I’ve noticed recently there are some words I hear a lot that were not heard so much in previous years.
Words like toxic and trauma.
I don’t think it’s healthy for us, or society, when we magnify or exaggerate life events. Unfortunately, social media has trained us to want extremes in life.
The reason I feel this is important, is because we create much of our life based on the words we use. We have a personal understanding of them. So even when the extreme experiences are not happening, our body/mind hears the extreme words from us and thinks those extremes are actually happening. And when you think it, or speak it over and over again, you believe it’s true. (known as Illusory Truth) Then we interpret our life from those excessive perspectives.
I hear people using toxic randomly: toxic relationships, toxic masculinity, toxic people. Well, I don’t know about you, but I interpret “toxic” as really bad – poisonous – might even kill you. This interpretation would create an emotional wall between me and what I’d be describing. A separation. 🙁
Yes, there are dangers to look out for, to correct or even prepare for. But are they all really toxic? Or are they just unpleasant, non agreeable, or challenging?
When labeling someone as toxic, you might ask yourself: Am I projecting a quality of my own that I don’t like onto him? Look inside and see if there’s an opportunity to grow yourself. Maybe heal a long-standing pattern you have.
Exaggerating words like toxic don’t allow compassion or resilience to be part of any possible healing that could take place.
Then there’s the word trauma.
Yes, there are actual instances of trauma: the lasting emotional response that often results from living through a very distressing event. And I honor the suffering those people have endured.

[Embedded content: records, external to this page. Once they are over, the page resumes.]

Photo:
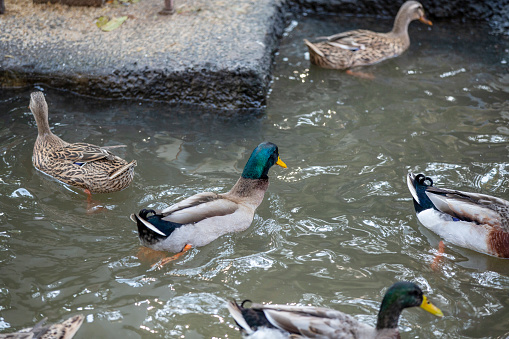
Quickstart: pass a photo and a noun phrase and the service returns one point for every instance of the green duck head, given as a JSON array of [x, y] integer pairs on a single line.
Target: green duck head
[[262, 159], [399, 296]]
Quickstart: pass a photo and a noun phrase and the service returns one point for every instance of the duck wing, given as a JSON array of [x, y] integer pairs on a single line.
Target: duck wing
[[82, 152], [314, 321], [480, 208], [199, 207]]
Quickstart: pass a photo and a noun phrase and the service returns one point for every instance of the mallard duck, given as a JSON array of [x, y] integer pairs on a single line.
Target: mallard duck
[[202, 218], [362, 47], [320, 322], [476, 221], [83, 165], [64, 330]]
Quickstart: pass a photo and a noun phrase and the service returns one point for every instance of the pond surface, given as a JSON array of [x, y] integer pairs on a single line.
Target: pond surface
[[335, 229]]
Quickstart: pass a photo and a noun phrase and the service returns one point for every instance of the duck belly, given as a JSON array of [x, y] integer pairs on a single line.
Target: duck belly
[[461, 233]]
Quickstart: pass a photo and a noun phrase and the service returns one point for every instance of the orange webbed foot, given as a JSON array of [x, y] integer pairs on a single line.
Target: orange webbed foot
[[361, 75], [166, 260]]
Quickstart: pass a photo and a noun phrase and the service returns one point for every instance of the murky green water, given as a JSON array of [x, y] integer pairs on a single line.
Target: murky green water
[[335, 229]]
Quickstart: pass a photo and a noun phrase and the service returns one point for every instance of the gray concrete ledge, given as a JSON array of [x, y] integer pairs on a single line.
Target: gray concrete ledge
[[216, 53], [495, 12], [213, 52]]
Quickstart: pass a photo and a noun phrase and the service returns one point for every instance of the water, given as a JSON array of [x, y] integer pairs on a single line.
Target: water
[[335, 229]]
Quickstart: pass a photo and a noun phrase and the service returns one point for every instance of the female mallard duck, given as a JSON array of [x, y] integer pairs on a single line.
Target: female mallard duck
[[320, 322], [362, 47], [87, 166], [64, 330], [202, 218], [476, 221]]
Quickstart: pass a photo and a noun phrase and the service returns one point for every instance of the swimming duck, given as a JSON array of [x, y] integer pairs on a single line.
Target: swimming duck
[[202, 218], [476, 221], [64, 330], [362, 47], [320, 322], [92, 168]]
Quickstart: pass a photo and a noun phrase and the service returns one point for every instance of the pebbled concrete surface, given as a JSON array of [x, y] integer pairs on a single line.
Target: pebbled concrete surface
[[217, 53], [213, 52]]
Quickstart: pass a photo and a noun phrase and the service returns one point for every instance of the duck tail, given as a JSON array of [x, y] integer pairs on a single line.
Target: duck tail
[[417, 184], [237, 314], [249, 319], [123, 169], [152, 229], [64, 330], [314, 48]]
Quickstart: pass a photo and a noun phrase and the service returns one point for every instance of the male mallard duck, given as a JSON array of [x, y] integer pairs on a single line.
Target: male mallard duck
[[65, 330], [320, 322], [362, 47], [83, 165], [202, 218], [476, 221]]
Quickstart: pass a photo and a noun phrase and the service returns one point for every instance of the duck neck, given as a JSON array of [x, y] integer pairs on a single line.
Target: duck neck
[[388, 317], [41, 118], [250, 188]]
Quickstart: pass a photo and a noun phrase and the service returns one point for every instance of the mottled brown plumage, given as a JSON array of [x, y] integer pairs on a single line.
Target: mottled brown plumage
[[471, 220], [80, 164], [362, 47], [64, 330], [320, 322]]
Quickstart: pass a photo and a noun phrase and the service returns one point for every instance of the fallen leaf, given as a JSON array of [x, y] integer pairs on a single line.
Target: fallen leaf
[[114, 23], [101, 21]]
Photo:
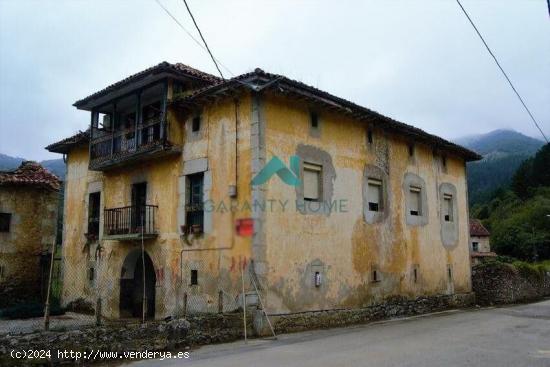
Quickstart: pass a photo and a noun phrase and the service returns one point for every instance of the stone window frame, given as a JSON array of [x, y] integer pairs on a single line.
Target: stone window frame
[[317, 156], [191, 135], [191, 167], [375, 173], [449, 229], [314, 131], [413, 180], [415, 274], [318, 169], [375, 274], [315, 267], [6, 222]]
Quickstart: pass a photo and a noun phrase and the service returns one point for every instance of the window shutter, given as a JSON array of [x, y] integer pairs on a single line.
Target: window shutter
[[312, 181], [414, 201]]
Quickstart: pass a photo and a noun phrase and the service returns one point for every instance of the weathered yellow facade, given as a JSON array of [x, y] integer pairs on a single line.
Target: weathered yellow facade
[[292, 246]]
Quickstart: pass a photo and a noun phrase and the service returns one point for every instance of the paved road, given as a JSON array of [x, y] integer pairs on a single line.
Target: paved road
[[512, 336]]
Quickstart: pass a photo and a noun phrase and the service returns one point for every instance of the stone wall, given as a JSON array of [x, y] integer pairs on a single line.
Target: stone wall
[[499, 283], [391, 308], [177, 334]]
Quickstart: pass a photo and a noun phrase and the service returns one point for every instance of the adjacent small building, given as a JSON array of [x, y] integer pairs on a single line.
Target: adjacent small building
[[28, 223], [480, 244]]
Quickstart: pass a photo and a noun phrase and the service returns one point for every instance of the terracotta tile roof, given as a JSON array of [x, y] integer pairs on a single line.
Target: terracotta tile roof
[[477, 229], [259, 80], [177, 68], [63, 146], [483, 254], [30, 173]]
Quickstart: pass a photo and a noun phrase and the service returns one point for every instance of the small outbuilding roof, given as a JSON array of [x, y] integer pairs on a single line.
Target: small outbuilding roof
[[30, 173], [477, 229], [63, 146]]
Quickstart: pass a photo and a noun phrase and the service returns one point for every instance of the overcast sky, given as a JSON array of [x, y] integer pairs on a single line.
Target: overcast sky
[[419, 62]]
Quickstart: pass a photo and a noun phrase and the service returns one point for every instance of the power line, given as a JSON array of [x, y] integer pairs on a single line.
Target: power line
[[203, 40], [502, 70], [192, 37]]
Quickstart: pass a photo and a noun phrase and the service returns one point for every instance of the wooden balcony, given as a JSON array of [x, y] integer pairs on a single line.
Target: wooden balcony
[[111, 149], [130, 223]]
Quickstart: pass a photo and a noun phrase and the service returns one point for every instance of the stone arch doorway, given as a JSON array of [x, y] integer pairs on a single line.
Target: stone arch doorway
[[131, 285]]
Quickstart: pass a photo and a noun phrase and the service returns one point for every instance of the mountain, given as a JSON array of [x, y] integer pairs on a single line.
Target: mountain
[[503, 151], [55, 166]]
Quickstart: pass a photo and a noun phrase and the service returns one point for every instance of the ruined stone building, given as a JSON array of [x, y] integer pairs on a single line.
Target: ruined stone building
[[480, 245], [28, 224], [331, 205]]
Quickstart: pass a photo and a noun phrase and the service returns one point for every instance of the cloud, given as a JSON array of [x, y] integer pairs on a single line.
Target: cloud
[[418, 62]]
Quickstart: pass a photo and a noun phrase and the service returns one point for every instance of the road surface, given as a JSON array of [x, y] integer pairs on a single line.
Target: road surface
[[512, 336]]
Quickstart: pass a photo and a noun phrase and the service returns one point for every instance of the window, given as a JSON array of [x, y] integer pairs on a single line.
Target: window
[[448, 207], [5, 221], [415, 201], [374, 195], [314, 120], [196, 124], [94, 200], [375, 276], [317, 279], [312, 182], [194, 208], [194, 277]]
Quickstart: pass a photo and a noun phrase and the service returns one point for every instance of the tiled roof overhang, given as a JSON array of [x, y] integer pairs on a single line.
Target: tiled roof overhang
[[144, 78], [260, 81]]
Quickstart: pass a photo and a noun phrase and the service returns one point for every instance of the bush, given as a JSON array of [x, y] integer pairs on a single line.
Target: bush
[[29, 310]]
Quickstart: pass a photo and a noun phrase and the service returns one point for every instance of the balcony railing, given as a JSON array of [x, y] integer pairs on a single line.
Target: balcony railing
[[130, 222]]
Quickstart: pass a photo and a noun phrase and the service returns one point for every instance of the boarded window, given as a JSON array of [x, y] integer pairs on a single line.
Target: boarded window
[[415, 200], [374, 195], [194, 277], [448, 207], [194, 209], [312, 182], [94, 211], [196, 124], [5, 221], [314, 120]]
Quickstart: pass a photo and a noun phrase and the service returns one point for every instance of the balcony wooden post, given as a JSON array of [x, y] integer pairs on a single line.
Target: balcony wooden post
[[137, 137], [163, 112], [113, 130]]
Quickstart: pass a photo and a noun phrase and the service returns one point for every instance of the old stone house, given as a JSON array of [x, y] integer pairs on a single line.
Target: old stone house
[[480, 244], [28, 224], [330, 204]]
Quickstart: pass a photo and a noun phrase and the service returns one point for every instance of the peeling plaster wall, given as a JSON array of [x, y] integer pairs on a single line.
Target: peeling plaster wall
[[32, 231], [217, 254], [347, 247]]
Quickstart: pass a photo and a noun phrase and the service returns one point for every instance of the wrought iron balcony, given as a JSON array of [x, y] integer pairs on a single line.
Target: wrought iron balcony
[[130, 223]]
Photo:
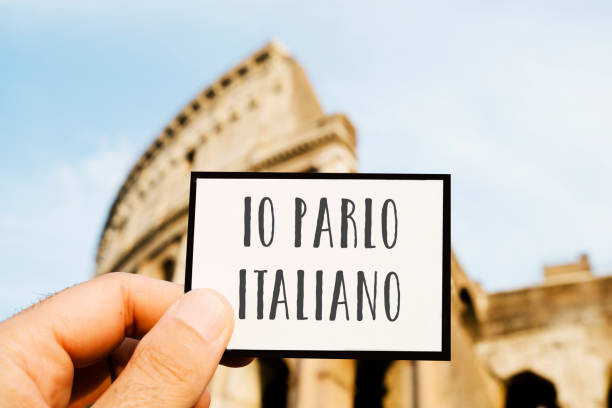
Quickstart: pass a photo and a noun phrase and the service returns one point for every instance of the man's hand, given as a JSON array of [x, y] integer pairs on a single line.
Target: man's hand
[[65, 350]]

But I hear people way too often use “trauma” to describe situations that were unpleasant or really challenging. Maybe even awful, but not truly traumatic.
The problem with describing oneself as having had a trauma that was actually a difficult situation is that their empowerment is reduced and they stay a victim. But it can actually be an exercise in resilience to learn life lessons from the event. Resilience is an important trait to integrate as a powerful self-care tool.
Lastly, when we use explosive negative words often, we are teaching our body/mind to feel threatened, whether we’re actually under threat or not. Creates too much adrenaline, weakening our health. Our capacity to feel safe and to think clearly is impaired.
Our words are our affirmations.
Choose your words wisely. Others may not hear your thoughts, but your body does. And it is creating your life minute by minute, thought by thought.
Be clear. Be kind to yourself. Empower yourself. Others will benefit.